Über den großen Teich

Von Virginia nach Bayern: Die aufregende Reise des Mining-Trucks T 264 in Bildern

Start in Virginia

Der T 264-Mining-Truck aus dem Liebherr-Werk in Newport News, Virginia (USA) ging Anfang Dezember 2015 per Schiff auf die große Reise zur Bauma nach München. Schon einige Wochen vorher wurden die Einzelteile des Muldenkippers für den langen Transport vorbereitet und beim sogenannten „shrink wrapping“ mit einer speziellen Folie eingeschweißt.

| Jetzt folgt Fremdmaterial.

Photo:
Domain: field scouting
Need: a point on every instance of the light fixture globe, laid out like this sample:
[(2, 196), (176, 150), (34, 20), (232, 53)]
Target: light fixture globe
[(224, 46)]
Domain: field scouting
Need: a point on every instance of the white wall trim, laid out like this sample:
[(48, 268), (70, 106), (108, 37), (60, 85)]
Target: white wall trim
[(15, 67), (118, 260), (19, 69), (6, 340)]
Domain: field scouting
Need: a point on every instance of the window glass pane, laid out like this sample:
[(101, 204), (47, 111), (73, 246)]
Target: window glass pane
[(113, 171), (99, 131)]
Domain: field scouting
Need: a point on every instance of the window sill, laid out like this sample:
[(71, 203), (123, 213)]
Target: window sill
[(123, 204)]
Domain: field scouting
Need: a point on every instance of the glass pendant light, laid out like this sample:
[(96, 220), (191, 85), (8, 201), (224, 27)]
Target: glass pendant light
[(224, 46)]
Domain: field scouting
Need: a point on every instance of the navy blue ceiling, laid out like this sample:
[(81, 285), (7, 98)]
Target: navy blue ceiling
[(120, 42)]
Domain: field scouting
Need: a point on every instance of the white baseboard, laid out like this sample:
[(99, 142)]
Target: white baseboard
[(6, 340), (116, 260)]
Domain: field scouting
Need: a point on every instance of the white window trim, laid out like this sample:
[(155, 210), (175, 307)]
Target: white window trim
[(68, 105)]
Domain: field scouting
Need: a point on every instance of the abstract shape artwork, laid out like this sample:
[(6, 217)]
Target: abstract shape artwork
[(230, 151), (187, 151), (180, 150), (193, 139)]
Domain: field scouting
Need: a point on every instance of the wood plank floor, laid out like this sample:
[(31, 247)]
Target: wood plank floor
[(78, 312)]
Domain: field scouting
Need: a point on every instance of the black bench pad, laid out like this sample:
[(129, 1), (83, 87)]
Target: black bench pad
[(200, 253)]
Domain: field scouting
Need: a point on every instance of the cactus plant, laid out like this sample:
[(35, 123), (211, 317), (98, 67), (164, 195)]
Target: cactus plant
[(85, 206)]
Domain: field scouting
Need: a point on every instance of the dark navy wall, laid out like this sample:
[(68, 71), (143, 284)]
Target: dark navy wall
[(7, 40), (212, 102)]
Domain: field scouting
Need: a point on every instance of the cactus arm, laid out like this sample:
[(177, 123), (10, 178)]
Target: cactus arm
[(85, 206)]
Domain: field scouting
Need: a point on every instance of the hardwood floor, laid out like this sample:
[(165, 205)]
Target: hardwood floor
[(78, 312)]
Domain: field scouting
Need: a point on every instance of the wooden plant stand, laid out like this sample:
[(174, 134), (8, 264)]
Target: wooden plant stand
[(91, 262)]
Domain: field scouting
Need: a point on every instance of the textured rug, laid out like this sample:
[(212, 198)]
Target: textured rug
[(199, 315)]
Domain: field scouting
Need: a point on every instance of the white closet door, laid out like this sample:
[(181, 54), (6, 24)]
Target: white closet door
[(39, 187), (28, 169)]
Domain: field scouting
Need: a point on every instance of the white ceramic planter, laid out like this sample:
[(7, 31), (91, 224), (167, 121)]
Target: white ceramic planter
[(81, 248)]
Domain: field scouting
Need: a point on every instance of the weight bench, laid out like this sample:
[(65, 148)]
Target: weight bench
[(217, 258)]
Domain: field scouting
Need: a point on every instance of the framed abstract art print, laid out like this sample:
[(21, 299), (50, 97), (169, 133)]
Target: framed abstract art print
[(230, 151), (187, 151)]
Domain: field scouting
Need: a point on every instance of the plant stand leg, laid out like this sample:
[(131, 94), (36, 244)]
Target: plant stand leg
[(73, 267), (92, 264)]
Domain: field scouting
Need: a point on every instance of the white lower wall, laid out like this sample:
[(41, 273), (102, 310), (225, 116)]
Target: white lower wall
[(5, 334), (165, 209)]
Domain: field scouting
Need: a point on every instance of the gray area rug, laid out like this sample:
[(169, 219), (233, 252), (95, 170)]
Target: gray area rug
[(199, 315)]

Zwischenstopp in Bremerhaven

Weder Sturm noch Wellen konnten ihm etwas anhaben: Über die Häfen in Baltimore (USA), Southampton (England) und Le Havre (Frankreich) erreichte das Schiff nach gut zweiwöchiger Reise schließlich die deutsche Küste.

Auf nach Bayern

In Bremerhaven angekommen, wurden die Teile des T 264 mit viel Fingerspitzengefühl auf Tieflader verladen und in einer „Nacht- und Nebelaktion“ in die bayerische Landeshauptstadt transportiert. Dort freuten sich bereits echte US-Boys auf die Montage des Giganten.

Ankunft in München

Rund 7.500 Kilometer hat der T 264 von Newport News in den USA bis nach München zurückgelegt – und zwar in Einzelteilen. Auf dem Messegelände angekommen, nimmt der Mining-Truck langsam, aber sicher Gestalt an.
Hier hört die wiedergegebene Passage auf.